This article originally appeared in the June 6, 1978 issue of the Boston Phoenix.
There we were. The three of us, me and Clarence and Miami. In the middle of New Jersey on this highway in the middle of the night coming home from a show. And all of a sudden we get this flat tire and we pull over. We get out. There’s nothing on the highway, but way over in the distance we see this light. So we decide to go over and see what it is. Right there, right there in the middle of the woods – nobody’s going to believe this, who’s going to believe this? – was a gypsy lady. There was this little hut and right above the door is this sign which says “gypsy lady.” So Miami goes up and knocks on the door and she comes out and says because we found her we can have three wishes, one apiece. We say all right. Clarence wishes – what did you wish, Clarence? – Clarence wishes for his 15th white suit. And Miami, he wishes for, he wishes for Maureen. That’s his girl friend. Me, I’m no dummy. I think about it for a while. Do I want my own landromat at the corner of Kirkland and Main? Nah. What about a million dollars? Nah. What I need is two good lawyers. No, no, no, just kidding. I just want to be – I don’t care about nothing else – what I want to be, what I want to be is a rock ‘n’ roller. -Monologue in "Growin' Up"
Bruce Springsteen used to end this monologue by saying that he wanted to be a rock ‘n’ roll star. He would pause and then whisper the words, so that “star” would come trailing out like vapor. Last Monday night’s performance at the Music Hall was the first time I’ve ever heard him change the ending. He almost threw the line away by dropping his voice and slurring “rock ‘n’ roller.” No pause, no dramatic stage whisper – he rushed right on through. It was an unexpectedly self-effacing moment, but not an uncertain one. Springsteen does not avoid spontaneity on stage, yet little of what he does is random, and in switching “rock ‘n’ roller” for “rock ‘n’ roll star” he was drawing a distinction as carefully as he lined out the opening chords of “Born To Run.” Springsteen is a rock ‘n’ roll star, of course: Born to Run (Columbia) and the subsequent tours assured that. On Darkness on the Edge of Town (Columbia), his first album in a little less than three years, Springsteen is a rock ‘n’ roller who’s trying to ensure his place as one of the most important voices of the ‘70s, and who’s also trying to erase any doubts that three-year gap has raised.

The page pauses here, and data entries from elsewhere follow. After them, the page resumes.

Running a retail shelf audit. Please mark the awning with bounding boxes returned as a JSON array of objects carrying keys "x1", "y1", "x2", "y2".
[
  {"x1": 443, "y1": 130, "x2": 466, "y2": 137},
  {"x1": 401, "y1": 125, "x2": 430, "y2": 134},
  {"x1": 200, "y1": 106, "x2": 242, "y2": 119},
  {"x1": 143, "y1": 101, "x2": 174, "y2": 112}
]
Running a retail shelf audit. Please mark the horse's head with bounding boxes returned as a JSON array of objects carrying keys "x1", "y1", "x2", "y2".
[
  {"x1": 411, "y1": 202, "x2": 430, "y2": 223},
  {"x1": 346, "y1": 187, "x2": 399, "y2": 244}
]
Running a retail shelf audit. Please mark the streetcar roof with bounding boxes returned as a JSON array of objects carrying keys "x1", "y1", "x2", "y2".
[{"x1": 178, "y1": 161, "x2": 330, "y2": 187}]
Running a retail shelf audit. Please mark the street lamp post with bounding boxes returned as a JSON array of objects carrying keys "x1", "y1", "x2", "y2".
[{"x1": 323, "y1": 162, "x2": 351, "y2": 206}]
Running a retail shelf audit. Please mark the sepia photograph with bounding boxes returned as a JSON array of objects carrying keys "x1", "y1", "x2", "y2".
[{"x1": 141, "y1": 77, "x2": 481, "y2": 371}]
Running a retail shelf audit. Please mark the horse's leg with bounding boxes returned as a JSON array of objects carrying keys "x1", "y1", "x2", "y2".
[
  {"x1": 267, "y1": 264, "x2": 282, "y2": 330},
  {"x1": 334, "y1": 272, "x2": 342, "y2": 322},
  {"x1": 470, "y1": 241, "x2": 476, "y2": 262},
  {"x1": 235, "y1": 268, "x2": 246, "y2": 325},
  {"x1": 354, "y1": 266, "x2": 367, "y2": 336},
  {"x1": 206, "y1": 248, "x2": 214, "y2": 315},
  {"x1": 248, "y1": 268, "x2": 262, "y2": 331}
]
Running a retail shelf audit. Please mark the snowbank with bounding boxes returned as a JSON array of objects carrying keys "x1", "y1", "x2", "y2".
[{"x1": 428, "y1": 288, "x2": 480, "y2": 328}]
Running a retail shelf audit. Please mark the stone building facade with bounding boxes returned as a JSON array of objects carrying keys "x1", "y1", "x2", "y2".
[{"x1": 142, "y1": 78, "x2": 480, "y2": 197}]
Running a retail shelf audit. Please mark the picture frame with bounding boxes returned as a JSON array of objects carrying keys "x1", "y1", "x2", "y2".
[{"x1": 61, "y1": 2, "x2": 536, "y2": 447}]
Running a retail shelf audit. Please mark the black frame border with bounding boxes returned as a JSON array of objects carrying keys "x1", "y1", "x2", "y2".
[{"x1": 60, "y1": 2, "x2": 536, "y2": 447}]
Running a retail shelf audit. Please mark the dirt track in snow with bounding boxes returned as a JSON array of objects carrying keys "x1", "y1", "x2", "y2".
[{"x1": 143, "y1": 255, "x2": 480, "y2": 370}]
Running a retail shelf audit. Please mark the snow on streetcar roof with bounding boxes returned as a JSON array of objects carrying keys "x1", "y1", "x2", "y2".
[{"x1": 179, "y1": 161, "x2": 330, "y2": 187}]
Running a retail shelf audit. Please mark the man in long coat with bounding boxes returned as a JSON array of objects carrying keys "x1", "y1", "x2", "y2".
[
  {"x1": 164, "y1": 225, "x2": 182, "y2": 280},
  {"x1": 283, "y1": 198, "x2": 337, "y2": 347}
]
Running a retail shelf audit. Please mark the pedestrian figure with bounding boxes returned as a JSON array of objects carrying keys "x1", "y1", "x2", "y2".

No rock performer in this decade, and few ever, have been under quite this kind of pressure to produce a masterpiece. Bruce Springsteen has faced it twice. (The first time was with Born To Run, when his genius had been noisily declared even though neither of his previous two records had proved it.) It’s too early to say whether Darkness on the Edge of Town is a masterpiece (the melodramatic production occasionally approaches cliché, and not all the songs are uniformly effective). Still, it does fulfill the expectations Springsteen’s three-year absence necessarily created. And I have no doubt that it is one of the two or three best records of the year.